Wait, I'm supposed to be more positive, or so they tell me. Ok, what good things happened today?
I finally did my dishes and I'm pretty sure I didn't die. Yep, that's it for accomplishments...
My day started at 2am when Ant (previously known as the Ex...we're kind of together again but it's stupidly complicated) said he "didn't feel so great" and the proceeded to puke for several hours. I am pukephobic (it's totally a thing!) so comforting him was less than easy and involved plugging my ears, closing my eyes and pretending it wasn't happening. Real fucking supportive. I suck.
Then my grandma couldn't sleep (you know, puking is a little distracting and, well, loud) and she had to get up at 8am which meant I had to get up at 8am too, of course. Then again I hadn't yet slept by then so it wasn't really a matter of "getting up" but more a matter of "fuck it, I'm not sleeping anyways!" So, ya know, that worked out just swell-like.
I finally went to sleep around 8:30 because Ant was pretty sure he didn't have anything else he COULD throw up and grandma was ready to go to visit my brother.
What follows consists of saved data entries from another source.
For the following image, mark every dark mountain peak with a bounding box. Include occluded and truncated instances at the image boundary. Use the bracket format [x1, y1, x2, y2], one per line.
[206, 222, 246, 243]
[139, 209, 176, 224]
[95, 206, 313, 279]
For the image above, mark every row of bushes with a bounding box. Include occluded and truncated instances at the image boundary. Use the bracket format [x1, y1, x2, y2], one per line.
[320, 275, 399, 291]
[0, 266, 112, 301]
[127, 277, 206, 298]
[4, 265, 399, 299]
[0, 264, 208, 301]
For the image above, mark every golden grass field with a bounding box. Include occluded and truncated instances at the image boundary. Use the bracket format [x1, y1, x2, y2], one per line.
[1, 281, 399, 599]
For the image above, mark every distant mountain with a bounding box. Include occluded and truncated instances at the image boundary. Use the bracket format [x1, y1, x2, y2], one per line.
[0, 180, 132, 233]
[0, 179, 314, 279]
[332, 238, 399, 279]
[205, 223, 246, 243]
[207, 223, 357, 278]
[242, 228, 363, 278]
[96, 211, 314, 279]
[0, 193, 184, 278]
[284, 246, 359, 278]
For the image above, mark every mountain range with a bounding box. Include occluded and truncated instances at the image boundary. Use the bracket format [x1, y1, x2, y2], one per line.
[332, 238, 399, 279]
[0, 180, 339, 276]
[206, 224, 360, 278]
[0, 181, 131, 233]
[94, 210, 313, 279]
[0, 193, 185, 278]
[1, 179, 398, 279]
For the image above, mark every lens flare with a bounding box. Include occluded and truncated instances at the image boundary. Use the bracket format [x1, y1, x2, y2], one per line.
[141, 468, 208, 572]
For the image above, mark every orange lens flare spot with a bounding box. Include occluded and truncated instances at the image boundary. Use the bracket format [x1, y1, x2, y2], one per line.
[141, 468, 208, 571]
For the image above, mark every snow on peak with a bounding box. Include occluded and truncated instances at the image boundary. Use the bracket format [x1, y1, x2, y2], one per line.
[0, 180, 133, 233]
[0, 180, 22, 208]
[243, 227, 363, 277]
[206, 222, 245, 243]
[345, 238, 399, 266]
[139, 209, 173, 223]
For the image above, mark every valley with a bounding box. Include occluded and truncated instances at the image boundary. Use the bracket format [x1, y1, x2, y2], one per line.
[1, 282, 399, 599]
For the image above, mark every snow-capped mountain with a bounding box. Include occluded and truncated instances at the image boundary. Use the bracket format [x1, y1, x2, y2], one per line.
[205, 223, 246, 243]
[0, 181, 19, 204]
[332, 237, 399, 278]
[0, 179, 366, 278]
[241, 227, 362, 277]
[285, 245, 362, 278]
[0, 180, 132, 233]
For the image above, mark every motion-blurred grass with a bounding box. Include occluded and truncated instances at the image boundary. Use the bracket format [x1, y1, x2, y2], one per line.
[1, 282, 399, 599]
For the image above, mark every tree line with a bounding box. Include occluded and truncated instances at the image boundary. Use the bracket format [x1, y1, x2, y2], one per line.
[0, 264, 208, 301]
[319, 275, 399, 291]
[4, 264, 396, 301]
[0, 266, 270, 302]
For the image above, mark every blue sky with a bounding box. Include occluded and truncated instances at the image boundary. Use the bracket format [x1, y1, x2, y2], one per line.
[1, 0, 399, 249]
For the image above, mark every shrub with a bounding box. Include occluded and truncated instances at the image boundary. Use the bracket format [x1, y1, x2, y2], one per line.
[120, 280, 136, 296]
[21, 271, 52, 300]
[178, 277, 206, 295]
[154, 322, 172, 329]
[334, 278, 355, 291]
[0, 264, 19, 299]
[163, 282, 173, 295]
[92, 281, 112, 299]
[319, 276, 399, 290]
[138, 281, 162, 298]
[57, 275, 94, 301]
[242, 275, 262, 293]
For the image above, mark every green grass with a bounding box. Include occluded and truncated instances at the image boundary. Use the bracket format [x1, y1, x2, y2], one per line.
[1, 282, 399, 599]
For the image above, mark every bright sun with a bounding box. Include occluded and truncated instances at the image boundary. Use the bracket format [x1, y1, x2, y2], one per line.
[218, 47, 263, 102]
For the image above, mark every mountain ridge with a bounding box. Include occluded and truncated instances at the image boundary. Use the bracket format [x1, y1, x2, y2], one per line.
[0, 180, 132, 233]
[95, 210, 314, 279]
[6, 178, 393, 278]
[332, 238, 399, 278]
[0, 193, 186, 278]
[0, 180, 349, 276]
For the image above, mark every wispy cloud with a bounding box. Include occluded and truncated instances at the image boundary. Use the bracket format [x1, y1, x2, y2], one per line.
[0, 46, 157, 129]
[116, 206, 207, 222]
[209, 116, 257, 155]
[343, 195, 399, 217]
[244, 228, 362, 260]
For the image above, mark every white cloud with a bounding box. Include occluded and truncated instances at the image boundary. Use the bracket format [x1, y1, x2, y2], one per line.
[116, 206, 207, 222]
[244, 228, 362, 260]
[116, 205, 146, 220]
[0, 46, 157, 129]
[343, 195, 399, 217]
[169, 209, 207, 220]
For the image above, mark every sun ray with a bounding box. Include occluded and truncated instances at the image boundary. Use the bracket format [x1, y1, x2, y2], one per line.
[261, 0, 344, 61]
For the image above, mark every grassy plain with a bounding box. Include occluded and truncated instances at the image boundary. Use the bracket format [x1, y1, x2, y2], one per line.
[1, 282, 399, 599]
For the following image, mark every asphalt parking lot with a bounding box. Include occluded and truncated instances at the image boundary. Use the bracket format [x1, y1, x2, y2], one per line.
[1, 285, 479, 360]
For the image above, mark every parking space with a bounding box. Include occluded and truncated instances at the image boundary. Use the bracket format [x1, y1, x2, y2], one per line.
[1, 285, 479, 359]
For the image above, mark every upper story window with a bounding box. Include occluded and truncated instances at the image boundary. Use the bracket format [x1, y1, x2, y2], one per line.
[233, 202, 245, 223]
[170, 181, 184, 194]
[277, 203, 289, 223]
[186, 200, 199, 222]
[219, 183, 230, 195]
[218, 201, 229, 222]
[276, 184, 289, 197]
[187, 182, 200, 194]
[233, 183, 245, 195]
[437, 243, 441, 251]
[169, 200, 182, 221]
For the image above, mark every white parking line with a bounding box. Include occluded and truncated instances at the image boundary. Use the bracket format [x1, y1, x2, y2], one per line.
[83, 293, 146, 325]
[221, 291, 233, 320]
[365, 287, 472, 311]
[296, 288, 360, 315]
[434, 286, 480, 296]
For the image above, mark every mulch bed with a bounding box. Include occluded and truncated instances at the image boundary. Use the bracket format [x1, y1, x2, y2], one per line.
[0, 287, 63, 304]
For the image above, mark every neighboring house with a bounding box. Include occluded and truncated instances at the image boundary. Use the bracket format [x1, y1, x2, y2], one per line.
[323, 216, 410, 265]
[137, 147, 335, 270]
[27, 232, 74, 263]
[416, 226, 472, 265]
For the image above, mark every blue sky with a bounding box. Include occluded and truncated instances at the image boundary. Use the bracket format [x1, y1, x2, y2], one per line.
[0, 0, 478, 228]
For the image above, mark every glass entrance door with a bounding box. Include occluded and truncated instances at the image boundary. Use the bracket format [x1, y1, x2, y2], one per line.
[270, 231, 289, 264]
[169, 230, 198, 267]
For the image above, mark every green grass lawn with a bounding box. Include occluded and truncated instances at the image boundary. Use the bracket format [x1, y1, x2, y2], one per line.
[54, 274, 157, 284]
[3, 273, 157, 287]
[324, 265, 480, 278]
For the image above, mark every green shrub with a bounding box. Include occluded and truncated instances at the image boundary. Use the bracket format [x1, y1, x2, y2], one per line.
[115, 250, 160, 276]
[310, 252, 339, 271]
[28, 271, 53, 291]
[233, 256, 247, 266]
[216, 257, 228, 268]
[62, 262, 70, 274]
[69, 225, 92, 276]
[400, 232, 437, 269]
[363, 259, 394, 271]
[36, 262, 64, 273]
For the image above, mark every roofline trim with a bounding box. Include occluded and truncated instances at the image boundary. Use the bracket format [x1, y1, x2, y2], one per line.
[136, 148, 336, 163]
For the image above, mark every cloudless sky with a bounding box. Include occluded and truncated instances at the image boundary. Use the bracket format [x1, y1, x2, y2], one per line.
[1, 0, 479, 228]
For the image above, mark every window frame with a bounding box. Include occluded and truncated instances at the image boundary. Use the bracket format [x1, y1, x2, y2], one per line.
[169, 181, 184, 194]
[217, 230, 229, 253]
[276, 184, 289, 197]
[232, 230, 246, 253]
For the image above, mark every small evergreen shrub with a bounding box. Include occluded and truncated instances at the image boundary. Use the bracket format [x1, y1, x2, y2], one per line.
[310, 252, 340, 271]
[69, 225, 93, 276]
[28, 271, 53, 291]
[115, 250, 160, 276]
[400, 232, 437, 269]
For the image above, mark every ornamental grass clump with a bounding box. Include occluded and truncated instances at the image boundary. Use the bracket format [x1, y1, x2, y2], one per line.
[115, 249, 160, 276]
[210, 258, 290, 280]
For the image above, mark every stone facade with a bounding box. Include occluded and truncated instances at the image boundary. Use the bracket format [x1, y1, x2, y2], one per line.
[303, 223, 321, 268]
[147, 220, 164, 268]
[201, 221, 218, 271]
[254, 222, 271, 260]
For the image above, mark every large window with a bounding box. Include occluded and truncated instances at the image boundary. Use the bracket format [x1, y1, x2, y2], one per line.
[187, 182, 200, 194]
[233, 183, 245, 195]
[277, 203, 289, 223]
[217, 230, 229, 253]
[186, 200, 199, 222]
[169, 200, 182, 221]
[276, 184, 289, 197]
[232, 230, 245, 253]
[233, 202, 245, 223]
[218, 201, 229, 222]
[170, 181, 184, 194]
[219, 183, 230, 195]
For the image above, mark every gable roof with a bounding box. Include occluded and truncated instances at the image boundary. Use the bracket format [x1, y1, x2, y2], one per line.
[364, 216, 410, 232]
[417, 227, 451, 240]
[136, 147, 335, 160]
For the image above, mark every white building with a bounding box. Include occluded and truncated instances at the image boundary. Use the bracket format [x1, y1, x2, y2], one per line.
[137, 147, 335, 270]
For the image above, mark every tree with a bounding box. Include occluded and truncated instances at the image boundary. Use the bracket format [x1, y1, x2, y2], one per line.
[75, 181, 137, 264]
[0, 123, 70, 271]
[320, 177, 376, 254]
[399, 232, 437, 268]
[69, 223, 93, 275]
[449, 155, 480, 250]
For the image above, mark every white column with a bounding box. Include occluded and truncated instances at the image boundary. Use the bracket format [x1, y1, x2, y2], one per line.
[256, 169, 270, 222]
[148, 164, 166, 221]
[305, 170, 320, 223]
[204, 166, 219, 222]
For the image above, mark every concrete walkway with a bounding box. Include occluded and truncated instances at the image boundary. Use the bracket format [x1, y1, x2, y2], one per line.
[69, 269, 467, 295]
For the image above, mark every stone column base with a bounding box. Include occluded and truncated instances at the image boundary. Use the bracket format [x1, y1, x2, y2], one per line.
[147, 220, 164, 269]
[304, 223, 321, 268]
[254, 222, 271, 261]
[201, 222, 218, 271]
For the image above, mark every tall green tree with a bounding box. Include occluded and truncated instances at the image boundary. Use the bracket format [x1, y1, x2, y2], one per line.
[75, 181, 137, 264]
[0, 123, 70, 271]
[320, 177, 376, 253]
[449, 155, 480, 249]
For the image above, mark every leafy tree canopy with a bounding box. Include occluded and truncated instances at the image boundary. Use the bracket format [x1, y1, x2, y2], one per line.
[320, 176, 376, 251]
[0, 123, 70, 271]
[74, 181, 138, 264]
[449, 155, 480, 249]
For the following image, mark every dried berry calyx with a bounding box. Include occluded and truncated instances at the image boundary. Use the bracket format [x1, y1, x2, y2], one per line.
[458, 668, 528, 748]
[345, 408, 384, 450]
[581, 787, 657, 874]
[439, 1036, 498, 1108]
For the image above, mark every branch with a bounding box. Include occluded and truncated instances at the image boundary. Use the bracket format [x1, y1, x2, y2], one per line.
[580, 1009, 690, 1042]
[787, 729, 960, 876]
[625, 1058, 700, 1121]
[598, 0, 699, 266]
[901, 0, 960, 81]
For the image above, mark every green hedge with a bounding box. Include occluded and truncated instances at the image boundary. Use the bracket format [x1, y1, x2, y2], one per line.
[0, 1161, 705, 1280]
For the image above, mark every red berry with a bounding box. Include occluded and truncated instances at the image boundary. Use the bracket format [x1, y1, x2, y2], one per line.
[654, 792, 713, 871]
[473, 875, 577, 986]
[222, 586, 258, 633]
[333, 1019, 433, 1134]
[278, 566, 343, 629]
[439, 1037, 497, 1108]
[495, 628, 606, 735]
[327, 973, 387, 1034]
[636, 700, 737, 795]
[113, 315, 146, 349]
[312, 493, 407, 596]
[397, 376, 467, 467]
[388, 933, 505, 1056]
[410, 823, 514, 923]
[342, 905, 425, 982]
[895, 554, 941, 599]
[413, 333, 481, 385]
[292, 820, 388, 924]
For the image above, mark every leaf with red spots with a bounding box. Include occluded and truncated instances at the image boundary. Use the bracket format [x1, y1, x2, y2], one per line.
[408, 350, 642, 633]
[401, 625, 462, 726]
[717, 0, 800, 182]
I slept for about 8 seconds, however, before my grandma needed help packing something. Then she woke me up again 10 seconds later to find her phone which was, of course, in her purse.
Also, I just want to say, I fucking hate iTunes. I just got a new (used but new to me) iPod touch and syncing it with iTunes on my computer (you know, to get the music from my computer onto it so I can USE it. Is that too much to ask? Apparently) is almost more damn trouble than it's worth.
*insert string of curses I'm too lazy to think up*
Oh and I tried to do my taxes today (I know it's late. I'm skilled at procrastination. Gotta be good at something, right?) but it turns out I'm not smart enough. Fuck it, I'll let someone else do them for me. I have done my own taxes most of my adult life but apparently someone else has possession of the Brain today (don't worry, that's normal. My mom, best friend and I all share one. Today was not my day to have it, that's all) so THAT'S not happening.
This was not a real post. This was me being bitchy. I'm sorry if you've read this far. You should go read something good. I totally owe you something for this poor excuse for a post. Maybe when I'm no longer a hobo I'll buy you a drink, person who is still reading this. Maybe.